Developing a molecular blueprint fo mechanical response

开发机械响应的分子蓝图

• 批准号: 312576-2008
• 负责人: Forde, Nancy
• 金额: $ 2.7万
• 依托单位: Simon Fraser University
• 依托单位国家: 加拿大
• 项目类别: Discovery Grants Program - Individual
• 财政年份: 2008
• 资助国家: 加拿大
• 起止时间: 2008-01-01 至 2009-12-31
• 项目状态: 已结题
• 来源: https://www.nserc-crsng.gc.ca/ase-oro/Details-Detailles_eng.asp?id=396926
• 关键词: Developing; molecular; blueprint; fo; mechanical

Why is an elastic band elastic? What makes a rope stiff? How do our tendons absorb forces when we run? These questions relate to the elasticity and viscosity ("viscoelasticity") of these materials, that is, how much they deform and then return to their original shape when stress is applied and released. To design materials for specific mechanical purposes is a difficult problem, as there are many different factors to take into account. Consider the required properties of an artificial tendon: it must have a viscoelastic response similar to a native tendon, matching its stress-strain characteristics under varying conditions of load (running, walking, resting); it must exhibit these properties at and around body temperature; and it must be biocompatible, both in its long-term stability in our bodies and in its inertness (lack of toxicity) with respect to the surrounding tissues. Designing a material with specified mechanical, thermal, chemical and temporal response, and understanding this response at the molecular level are important and extremely complex problems.

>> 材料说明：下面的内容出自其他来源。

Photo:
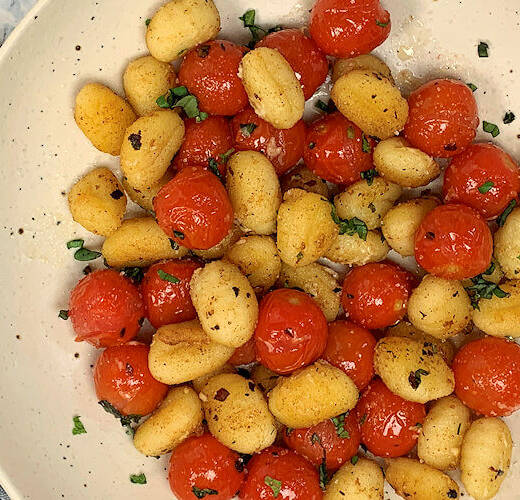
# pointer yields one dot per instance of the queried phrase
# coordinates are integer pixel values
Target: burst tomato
(453, 242)
(304, 56)
(167, 302)
(210, 72)
(389, 423)
(284, 148)
(349, 29)
(202, 466)
(122, 378)
(376, 295)
(280, 473)
(337, 150)
(106, 309)
(291, 331)
(484, 178)
(194, 209)
(487, 376)
(335, 440)
(442, 118)
(351, 349)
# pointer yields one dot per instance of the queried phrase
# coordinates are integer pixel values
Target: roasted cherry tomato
(301, 52)
(442, 119)
(351, 349)
(210, 72)
(376, 295)
(245, 354)
(335, 441)
(168, 301)
(106, 309)
(337, 150)
(453, 242)
(349, 28)
(291, 331)
(202, 467)
(204, 140)
(122, 378)
(389, 424)
(487, 376)
(283, 474)
(284, 148)
(483, 177)
(193, 209)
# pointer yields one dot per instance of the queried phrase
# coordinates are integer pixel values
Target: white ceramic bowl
(45, 377)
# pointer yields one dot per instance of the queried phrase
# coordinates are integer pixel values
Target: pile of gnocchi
(292, 356)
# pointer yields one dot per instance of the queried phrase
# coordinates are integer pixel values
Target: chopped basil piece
(78, 428)
(138, 478)
(490, 128)
(274, 484)
(486, 187)
(168, 277)
(483, 49)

We propose to simplify the problem by reducing the number of molecules in the material - instead of examining tendons, we are looking at the molecules they comprise, one at a time. After characterizing the mechanical response of these building blocks, we will then combine these blocks to build more complex systems like a tendon.

为什么橡皮筋是有弹性的？ 是什么让绳子变硬？ 当我们跑步时，我们的肌腱是如何吸收力量的？ 这些问题与这些材料的弹性和粘性（“粘弹性”）有关，也就是说，当施加和释放应力时，它们会变形多少，然后恢复到原来的形状。 为特定的机械目的设计材料是一个困难的问题，因为有许多不同的因素需要考虑。 考虑人造肌腱所需的特性：它必须具有与天然肌腱相似的粘弹性响应，在不同的载荷条件下匹配其应力-应变特性（跑步、步行、休息）;它必须在体温和体温附近表现出这些特性;而且它必须是生物相容的，既要在我们体内长期稳定，又要对周围组织惰性（无毒性）。 设计一种具有特定机械、热、化学和时间响应的材料，并在分子水平上理解这种响应是重要且极其复杂的问题。 我们建议通过减少材料中的分子数量来简化问题-而不是检查肌腱，我们正在研究它们组成的分子，一次一个。 在表征这些积木的机械响应之后，我们将联合收割机结合这些积木来构建更复杂的系统，如肌腱。